They say size does matter, but when it comes to six foot tall Australian goalkeeper Mat Ryan, the phrase just doesn't stick.
The 26-year-old is the Premier League's smallest shot stopper, yet he stood tall for newly-promoted Brighton and Hove Albion as the club avoided relegation when many thought they would go down.
A famous 1-0 victory against Manchester United on May 4 secured the Seagulls' top flight status for next season, with Ryan getting his 10th clean sheet for the campaign - ranking him seventh for shut outs in the league.
Considering he faced the most shots (556) in the division and third-most on target (181), Ryan's contribution to Brighton was as important as any in a season that looked like being a struggle.
But it didn't always look like he would be a success in one of Europe's top five leagues.
Sydney-born Ryan rose to fame after breaking through for the A-League's Central Coast Mariners in 2010, winning the medal for best player in the competition's grand final despite being on the losing side.

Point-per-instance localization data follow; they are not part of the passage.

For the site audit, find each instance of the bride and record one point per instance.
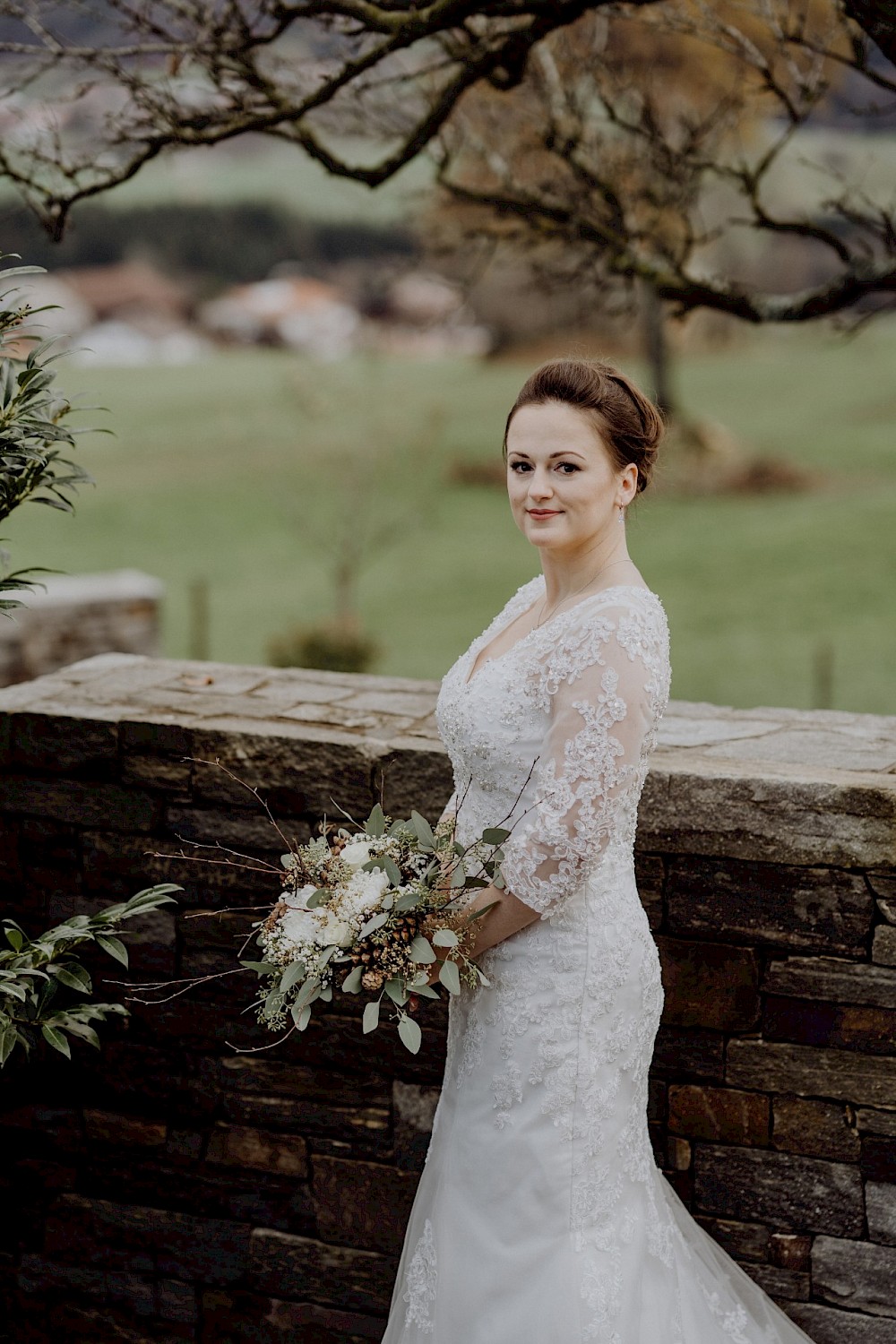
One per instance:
(541, 1217)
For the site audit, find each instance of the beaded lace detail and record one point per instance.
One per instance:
(422, 1277)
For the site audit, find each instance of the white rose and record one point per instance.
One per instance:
(298, 900)
(357, 852)
(366, 890)
(298, 925)
(336, 930)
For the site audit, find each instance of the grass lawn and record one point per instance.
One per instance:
(218, 470)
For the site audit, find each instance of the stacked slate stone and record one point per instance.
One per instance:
(172, 1187)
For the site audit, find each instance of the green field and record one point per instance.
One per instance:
(218, 472)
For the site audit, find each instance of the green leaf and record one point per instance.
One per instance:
(309, 992)
(8, 1038)
(374, 922)
(115, 946)
(397, 992)
(450, 978)
(424, 831)
(410, 1032)
(56, 1039)
(352, 981)
(375, 824)
(292, 976)
(478, 914)
(445, 938)
(392, 870)
(74, 976)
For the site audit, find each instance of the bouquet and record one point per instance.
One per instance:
(374, 911)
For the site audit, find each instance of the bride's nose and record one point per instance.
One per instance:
(540, 486)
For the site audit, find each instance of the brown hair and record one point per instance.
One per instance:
(627, 421)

After honing his talents in Australia, winning A-League goalkeeper of the year in 2011-12 and a championship in 2013, Ryan earned a move abroad to Belgium's Club Brugge, where he quickly established himself as a fan favourite.
Despite only winning the Belgian Cup in his two seasons with Brugge, Ryan was voted the Pro League's best goalkeeper twice and quickly started to get attention from Europe's premier clubs.
His consistent form saw La Liga's Valencia come calling in 2015 with a six-year contract and he had finally made it to the big stage.
After starting as the Spanish team's No.1 goalkeeper, disaster struck Ryan in the form of a knee injury only two months into his debut campaign, and he failed to get regular first team football until a six-month loan move to Belgium's Genk.
From there an opportunity presented itself at newly promoted Brighton, with Ryan being signed as the club's no.1, but as a relative unknown to English football fans.
Ryan struggled in pre-season and the early games of the campaign and when Dutch goalkeeper Tim Krul was signed on a free transfer, it looked like the writing was on the wall for the Australian.
Being a smaller goalkeeper, Ryan struggled with the aerial aspect and command of area, with his main skill being his shot stopping and positioning.
But instead manager Chris Hughton stuck with Ryan, who played all 38 league games, saving two penalties and making a huge contribution in getting Brighton to safety.
Former Australian goalkeeper Mark Schwarzer admired Ryan's progress in the Premier League - especially after his shaky start.
"The first five games in the English Premier league were really tough for him," Schwarzer told FourFourTwo.
"They were a steep learning curve as early on it didn’t really go to plan. He’ll be the first to admit that he conceded goals where he should’ve done better and that some of them he should’ve saved.
“But in the sixth game of the season where Brighton played Newcastle and there was a lot of talk of Matt not playing that game and being dropped, he ended up starting and played really well.
"From that moment on he’s kicked on and he’s gotten better and better and he’s grown in confidence as the season went on."
Now Ryan faces another massive challenge: help guide his nation to the knockout stages in Russia - through a group featuring France, Denmark and Peru.
It's his second World Cup, having conceded nine goals at Brazil 2014, including a howler against the Netherlands, as the Socceroos crashed out at the group stage.
This time round, Ryan enters the tournament as the best penalty saving goalkeeper, saving 11 of the 30 spot kicks faced in his career, ranking above world class keepers such as Manuel Neuer, David De Gea and Hugo Lloris.Getty Images
Australia open their campaign with a match against France in Kazan on Saturday, and Ryan admits he has no fear after experiences against Les Bleus players in the Premier League.
"Having been successful against a few of these [French] guys in the league, it gives me enormous belief that we can be successful whenever we face [France] and that’s this Saturday. There is tremendous belief in our squad that we can go there and beat them," Ryan said from the team's training base in Kazan.
"They’re great players, they’re in their national team and their clubs for that reason. We have to be well prepared and find the balance of respecting them but not over-respecting them.
"The biggest thing I found out this year is that everyone I’ve come up against, they’re just human. We’ll be put under pressure and (there) may be struggling circumstances, maybe the same thing can happen to them if you apply it in the right areas at the right times."
Unfortunately for the unfancied Australia, they are going to likely need a superhuman performance from Ryan to secure a result against France.
He entered the Premier League as a relative unknown after being let go as Valancia's third choice goalkeeper, but emerged as arguably Brighton's most important player and won the fans' player of the year award.
Now he has the chance to cap off a brilliant season by starring for his country in Russia.